13.06.2018 à 07:01

LausanneLe deal de rue devient un thème national

Outre des mesures annoncées par la Municipalité, et des propositions de plusieurs partis lausannois, le thème a été porté au Conseil national. Tour d'horizon des idées.

von
Pauline Rumpf
Une réglementation plus dure, une meilleure prévention, la création de places de prison ou encore des programmes d'occupation des migrants: tous les partis s'y mettent pour proposer leurs solutions.

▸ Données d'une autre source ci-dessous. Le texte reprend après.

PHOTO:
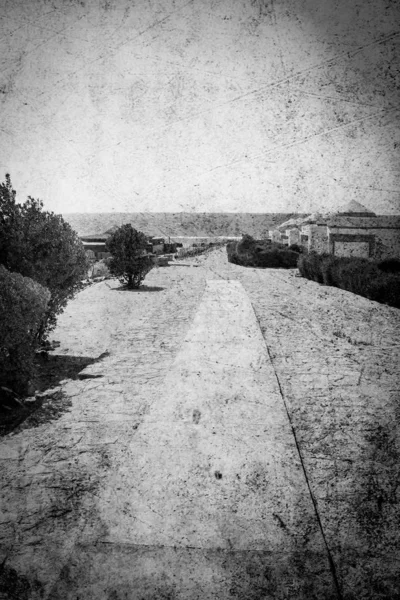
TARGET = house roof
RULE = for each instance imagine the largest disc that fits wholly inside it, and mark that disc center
(354, 208)
(369, 222)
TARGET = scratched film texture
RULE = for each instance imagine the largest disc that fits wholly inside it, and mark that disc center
(201, 105)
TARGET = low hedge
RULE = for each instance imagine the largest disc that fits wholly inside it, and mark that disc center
(358, 275)
(23, 303)
(265, 254)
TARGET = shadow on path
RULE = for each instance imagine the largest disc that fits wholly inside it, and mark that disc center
(143, 288)
(44, 406)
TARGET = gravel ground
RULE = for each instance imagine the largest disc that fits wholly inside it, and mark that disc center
(335, 357)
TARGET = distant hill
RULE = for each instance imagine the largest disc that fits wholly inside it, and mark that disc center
(181, 224)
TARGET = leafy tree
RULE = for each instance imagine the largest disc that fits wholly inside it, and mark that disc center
(130, 261)
(41, 245)
(23, 304)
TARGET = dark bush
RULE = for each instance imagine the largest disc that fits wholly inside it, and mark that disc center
(296, 248)
(41, 245)
(358, 275)
(276, 259)
(261, 253)
(389, 265)
(23, 303)
(130, 261)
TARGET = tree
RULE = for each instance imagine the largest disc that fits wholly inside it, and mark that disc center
(23, 304)
(130, 261)
(41, 245)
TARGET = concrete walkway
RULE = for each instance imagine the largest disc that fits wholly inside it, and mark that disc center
(210, 499)
(174, 473)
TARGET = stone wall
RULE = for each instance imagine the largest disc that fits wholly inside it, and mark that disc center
(317, 238)
(383, 242)
(294, 236)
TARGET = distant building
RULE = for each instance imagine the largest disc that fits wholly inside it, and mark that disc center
(352, 230)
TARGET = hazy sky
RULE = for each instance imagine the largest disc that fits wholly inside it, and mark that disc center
(201, 105)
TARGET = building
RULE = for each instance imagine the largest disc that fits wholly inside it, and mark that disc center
(352, 230)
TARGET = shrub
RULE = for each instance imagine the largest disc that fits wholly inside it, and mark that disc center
(129, 261)
(42, 246)
(358, 275)
(296, 248)
(100, 268)
(249, 252)
(389, 265)
(23, 304)
(276, 259)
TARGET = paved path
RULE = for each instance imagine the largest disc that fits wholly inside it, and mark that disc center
(175, 472)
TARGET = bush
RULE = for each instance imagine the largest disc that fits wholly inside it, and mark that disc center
(129, 261)
(42, 246)
(100, 268)
(261, 253)
(23, 304)
(276, 259)
(358, 275)
(296, 248)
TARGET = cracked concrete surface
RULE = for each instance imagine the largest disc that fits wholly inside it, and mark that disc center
(240, 441)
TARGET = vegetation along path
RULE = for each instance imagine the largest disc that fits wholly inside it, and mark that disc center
(234, 435)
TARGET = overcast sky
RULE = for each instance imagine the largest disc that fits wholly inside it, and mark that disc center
(201, 105)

Une réglementation plus dure, une meilleure prévention, la création de places de prison ou encore des programmes d'occupation des migrants: tous les partis s'y mettent pour proposer leurs solutions.

Keystone

Depuis quelques semaines, le deal de rue accapare les politiciens. Après l'annonce de mesures de la Municipalité de Lausanne (lire encadré), plusieurs partis apportent leur pierre à l'édifice. A Berne, plusieurs élus abordent la question sous un angle légal.

Peine d'au moins un an

L'UDC Michaël Buffat a déposé une initiative parlementaire demandant des peines d'au moins un an pour les dealers de rue. La vente dans un lieu public serait en effet considérée comme circonstance aggravante, au même titre que la vente à proximité d'une école.

«Il faut donner un signal fort, expliquer à ces gens qu'ils ne peuvent pas venir en Suisse vendre de la drogue en toute impunité», martèle le conseiller national. En toile de fond, la mesure proposée permettrait, en tout cas théoriquement, d'expulser les étrangers condamnés pour ce type d'infraction, explique-t-il.

Combattre l'offre et la demande

La socialiste Rebecca Ruiz, elle, interpelle plutôt le Conseil fédéral sur la possibilité d'utiliser un nouvel outil, les peines privatives de liberté de courte durée (maximum 3 mois), en vigueur depuis le début de l'année. «De cette façon, ils mettraient un pied en prison au moins de temps en temps», explique-t-elle. Et puisque ces réseaux sont généralement internationaux, la Vaudoise demande également quel est le travail fourni par Fedpol pour s'y attaquer.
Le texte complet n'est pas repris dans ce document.